Apple also contends the provision contradicts a 2017 Supreme Court ruling () that penalties should be based on “relevant turnover,” not total global sales.
CCI’s Investigation and Counter-Argument
The CCI is investigating Apple over complaints filed between 2021-2022 by Indian startups, NGOs, and Match Group (owner of Tinder). They allege Apple abused its dominant position by forcing developers to use its in-app payment system and pay commissions up to 30%.
In court, CCI’s senior advocate Balbir Singh argued Apple was trying to delay the process. “We have only asked for India turnover, not global turnover—why are they withholding it?” he asked. Singh stated the investigation was complete and Apple must now respond to the findings.
The regulator argued that fears of massive global-turnover fines are overblown. The law requires the CCI to first define the relevant market before calculating penalties, and global turnover is used only as a last resort when a company fails to provide sufficient local data.
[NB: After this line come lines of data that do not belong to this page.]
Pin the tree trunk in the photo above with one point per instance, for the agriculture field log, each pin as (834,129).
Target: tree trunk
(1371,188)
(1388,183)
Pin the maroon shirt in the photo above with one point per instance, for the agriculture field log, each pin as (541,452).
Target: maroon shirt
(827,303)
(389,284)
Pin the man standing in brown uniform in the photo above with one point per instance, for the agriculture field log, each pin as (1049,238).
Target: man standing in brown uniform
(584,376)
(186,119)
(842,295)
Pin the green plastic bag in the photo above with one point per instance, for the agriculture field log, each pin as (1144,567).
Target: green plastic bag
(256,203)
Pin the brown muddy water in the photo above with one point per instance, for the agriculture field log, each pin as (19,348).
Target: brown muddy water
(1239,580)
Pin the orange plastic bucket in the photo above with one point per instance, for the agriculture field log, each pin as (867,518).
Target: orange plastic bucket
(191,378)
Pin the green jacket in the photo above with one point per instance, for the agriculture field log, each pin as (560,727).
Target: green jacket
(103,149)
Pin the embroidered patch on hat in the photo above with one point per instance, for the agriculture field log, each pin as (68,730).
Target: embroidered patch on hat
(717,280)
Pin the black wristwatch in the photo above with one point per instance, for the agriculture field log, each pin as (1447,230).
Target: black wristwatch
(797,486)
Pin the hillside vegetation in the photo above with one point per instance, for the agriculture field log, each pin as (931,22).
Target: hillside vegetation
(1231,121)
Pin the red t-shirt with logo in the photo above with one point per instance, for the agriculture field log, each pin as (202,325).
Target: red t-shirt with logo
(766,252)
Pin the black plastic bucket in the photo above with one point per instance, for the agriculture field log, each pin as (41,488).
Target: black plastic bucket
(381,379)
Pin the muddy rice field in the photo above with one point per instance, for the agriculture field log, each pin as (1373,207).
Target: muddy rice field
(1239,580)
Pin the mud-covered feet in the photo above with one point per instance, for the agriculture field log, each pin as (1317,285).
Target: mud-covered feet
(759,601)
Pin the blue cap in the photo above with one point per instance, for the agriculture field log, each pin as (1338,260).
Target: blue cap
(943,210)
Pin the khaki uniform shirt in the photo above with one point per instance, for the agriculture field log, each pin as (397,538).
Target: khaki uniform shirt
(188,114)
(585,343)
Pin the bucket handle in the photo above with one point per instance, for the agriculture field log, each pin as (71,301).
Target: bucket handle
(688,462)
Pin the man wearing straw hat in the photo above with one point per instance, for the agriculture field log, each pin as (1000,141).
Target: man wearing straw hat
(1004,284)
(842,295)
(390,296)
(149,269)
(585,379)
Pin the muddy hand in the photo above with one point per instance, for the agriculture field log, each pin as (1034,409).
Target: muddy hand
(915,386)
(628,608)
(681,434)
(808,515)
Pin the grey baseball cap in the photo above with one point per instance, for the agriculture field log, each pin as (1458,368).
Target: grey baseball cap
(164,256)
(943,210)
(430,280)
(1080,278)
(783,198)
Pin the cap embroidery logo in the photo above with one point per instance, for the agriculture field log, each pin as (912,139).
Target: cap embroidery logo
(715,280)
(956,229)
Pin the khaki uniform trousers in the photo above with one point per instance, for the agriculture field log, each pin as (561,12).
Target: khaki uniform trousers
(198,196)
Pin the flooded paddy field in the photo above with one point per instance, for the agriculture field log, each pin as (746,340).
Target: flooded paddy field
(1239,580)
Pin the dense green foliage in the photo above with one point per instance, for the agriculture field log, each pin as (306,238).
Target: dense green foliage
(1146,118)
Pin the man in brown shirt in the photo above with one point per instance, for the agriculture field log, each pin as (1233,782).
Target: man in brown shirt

Global Context of Antitrust Fines
India’s penalty framework is closer to the European Union’s than that of the United States. The EU can impose fines up to 10% of global turnover but typically bases calculations on revenue linked to the specific market where the violation occurred.
For instance, the EU’s €4.34-billion fine against Google in 2018 used revenue from Android search services in Europe. Its 2024 €1.84-billion fine on Apple amounted to just 0.5% of Apple’s global sales.
Apple’s business in India, while growing fast, is still significantly smaller than in Europe. The company earned about $8 billion in India in FY24, compared to $101.33 billion in Europe.
What’s at Stake
This case is poised to become a landmark test for how India’s updated competition law is applied to multinational technology giants. The outcome will shape the CCI’s future enforcement actions and set a precedent for regulating Big Tech in one of the world’s most critical digital markets.
Apple’s senior advocate, Abhishek Manu Singhvi, told the court the company could not meet the CCI’s 8 December deadline for financial data as it was not publicly disclosed in India and needed to be collated. Queries sent to Apple India and the CCI remained unanswered.